Yol boyunca sonu olmayan düşüncelerin içinde kaybolduğumu fark etmedim bile. Döndüğümde bu konuyla ilgili Carlo'yla yine kavga edeceğimizi biliyordum ama umurumda değildi. Sonuçta ben bağlarımı tamamen koparmaya gidiyordum. Ondan neden korkacaktım ki? Bunun böyle devam etmeyeceğini ikimiz de biliyorduk.
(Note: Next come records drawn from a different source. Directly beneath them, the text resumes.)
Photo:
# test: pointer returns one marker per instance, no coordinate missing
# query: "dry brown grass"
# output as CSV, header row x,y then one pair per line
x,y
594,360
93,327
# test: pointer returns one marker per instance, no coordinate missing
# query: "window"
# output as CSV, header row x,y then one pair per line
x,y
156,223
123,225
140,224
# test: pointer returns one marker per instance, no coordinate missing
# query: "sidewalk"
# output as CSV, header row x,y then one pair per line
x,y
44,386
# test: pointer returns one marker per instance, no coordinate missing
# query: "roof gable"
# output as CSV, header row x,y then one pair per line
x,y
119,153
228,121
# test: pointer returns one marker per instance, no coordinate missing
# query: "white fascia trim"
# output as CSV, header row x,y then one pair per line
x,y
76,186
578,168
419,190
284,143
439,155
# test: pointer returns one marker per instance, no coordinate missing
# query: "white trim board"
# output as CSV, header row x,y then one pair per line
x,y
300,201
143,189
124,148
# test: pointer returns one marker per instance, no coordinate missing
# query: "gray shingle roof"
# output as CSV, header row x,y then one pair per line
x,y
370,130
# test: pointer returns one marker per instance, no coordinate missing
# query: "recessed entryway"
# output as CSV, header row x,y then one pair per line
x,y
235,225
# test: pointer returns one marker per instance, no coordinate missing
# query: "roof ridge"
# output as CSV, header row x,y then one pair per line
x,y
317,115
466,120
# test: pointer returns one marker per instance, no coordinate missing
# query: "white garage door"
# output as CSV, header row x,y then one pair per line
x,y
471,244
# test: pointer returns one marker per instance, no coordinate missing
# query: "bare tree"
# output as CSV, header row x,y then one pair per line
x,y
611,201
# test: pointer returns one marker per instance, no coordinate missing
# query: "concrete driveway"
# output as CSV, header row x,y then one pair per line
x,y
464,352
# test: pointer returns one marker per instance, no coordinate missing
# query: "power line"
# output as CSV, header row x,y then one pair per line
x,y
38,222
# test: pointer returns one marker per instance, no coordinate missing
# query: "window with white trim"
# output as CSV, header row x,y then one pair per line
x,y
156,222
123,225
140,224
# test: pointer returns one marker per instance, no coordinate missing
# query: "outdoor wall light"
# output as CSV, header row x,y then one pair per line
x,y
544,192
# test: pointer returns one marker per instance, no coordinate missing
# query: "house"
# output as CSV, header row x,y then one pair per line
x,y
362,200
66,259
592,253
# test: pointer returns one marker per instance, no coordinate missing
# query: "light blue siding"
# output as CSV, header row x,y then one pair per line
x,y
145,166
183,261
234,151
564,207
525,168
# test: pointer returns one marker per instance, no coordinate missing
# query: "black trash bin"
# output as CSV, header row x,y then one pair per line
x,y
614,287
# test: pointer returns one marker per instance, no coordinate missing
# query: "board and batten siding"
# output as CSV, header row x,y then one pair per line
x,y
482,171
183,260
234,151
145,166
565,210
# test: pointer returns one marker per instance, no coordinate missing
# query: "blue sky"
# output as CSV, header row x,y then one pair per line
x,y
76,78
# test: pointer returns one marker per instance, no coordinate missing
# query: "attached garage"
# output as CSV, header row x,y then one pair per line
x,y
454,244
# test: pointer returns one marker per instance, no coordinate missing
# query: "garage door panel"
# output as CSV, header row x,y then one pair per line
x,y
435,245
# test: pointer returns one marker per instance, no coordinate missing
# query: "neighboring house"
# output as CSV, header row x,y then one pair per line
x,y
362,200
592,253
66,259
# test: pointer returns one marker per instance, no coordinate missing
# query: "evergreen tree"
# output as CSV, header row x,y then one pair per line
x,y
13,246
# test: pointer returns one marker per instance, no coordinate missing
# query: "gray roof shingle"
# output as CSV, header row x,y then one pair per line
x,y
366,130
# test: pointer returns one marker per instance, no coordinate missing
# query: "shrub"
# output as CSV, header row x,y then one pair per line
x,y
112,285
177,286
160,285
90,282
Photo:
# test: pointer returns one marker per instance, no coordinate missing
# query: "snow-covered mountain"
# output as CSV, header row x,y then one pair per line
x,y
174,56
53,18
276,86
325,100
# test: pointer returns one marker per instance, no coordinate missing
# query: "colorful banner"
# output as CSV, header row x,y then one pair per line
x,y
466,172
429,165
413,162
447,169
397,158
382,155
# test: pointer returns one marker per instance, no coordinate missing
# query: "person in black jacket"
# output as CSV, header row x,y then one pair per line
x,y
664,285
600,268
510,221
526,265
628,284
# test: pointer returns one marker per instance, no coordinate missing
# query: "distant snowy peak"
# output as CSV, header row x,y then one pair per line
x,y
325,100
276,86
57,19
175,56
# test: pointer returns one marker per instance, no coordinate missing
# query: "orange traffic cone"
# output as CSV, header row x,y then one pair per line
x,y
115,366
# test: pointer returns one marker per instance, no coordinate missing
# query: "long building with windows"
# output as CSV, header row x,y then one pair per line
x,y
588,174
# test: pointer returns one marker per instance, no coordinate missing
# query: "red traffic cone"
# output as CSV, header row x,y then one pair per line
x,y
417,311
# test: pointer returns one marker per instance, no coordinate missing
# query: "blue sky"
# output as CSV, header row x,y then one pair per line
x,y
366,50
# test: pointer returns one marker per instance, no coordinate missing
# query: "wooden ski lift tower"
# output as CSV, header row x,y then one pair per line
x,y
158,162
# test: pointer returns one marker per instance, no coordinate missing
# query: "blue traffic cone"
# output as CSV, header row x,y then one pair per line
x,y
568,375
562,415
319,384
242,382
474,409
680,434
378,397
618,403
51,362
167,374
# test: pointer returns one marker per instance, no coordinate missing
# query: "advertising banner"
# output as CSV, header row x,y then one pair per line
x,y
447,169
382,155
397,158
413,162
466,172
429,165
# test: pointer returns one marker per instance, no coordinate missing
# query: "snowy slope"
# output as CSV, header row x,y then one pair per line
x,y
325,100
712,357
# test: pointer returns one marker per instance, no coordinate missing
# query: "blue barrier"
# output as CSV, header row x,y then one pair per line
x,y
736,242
Evin önünde durduğumuzda arabayı usulca kenara çekti Kerim. Yanındaki koltuğa, bana döndü. "Gelmemi istemediğinden emin misin?"

Başımı salladım. "Ben usulünce konuşup halledeceğim, merak etme. Anneme bir şey söyleme yeter."

El mahkûm onayladı adam. "Seni yalnız bırakmak içime sinmedi. İstersen burada bekleyeyim, o dallamanın bir yanlışı olursa-"

Güldüm. "Carlo öyle biri değil, bir şey yapmaz merak etme." Neyine bu kadar güveniyorsam. Azılı bir katil olduğunu kendi bile inkâr etmemişken hem de. Ama beni o kasapların elinden kurtarması gözümdeki tüm olumsuzlukları silmesine izin vermişti sanki. Bundan memnun değildim. Karşımda kimin olduğunu unutmamalıydım. İçimde bir yerler hâlâ ona dair güçlü bir inanç taşısa da.

Bazı şeyler çok basittir. Siyah ve beyaz kadar nettir hatta. Ama biz bir türlü kabullenemeyiz. İçinde bir bit yeniği ararız mutlaka. Ben de söz konusu Carlo olduğunda böyle düşünüyordum sanırım. Genç bir kızı acımasızca öldürdüğünü kendi bile inkâr etmezken sırf benim hayatımı kurtardı diye onda iyi niyet aramaya çalışıyordum. Oysa Carlo gelgitleri olan bir adamdı. Geçmişte birini öldürmüş olabilirdi. Şuan bana yardım etmesi, hayatımı kurtarması hiçbir şey ifade etmiyordu. Tıpkı beni sevdiğini söylemesinin artık bir şey ifade etmediği gibi.

Kerim'i ardımda bırakıp eve doğru yürüdüğümde beni gören Carlo kılını dahi kıpırdatmadan bahçede elleri ceplerinde beni izliyordu. Gözleri beni takip etse de başını bana doğru çevirmeyen adam balkon kapısına yürüdüğümde "Kimdi o adam?" diye sordu yalnızca. Neden onu dinlemediğimi ve gittiğimi falan değil. Direkt Kerim'di ilgisini çeken.

"Sana ne?"

Tam içeri gireceğim sırada yumuşakça kolumdan tutup durdurdu beni. "Haddimi bildirmek için doğru bir yol değil. Üstelik sen bu kadar tehlikedeyken."

"Ha ona da sen karar veriyorsun. E iyimiş."

Alaycı tavrıma karşılık istifini bozmayan adam "Kimdi o?" diye sordu yeniden. Bu kez daha sakince.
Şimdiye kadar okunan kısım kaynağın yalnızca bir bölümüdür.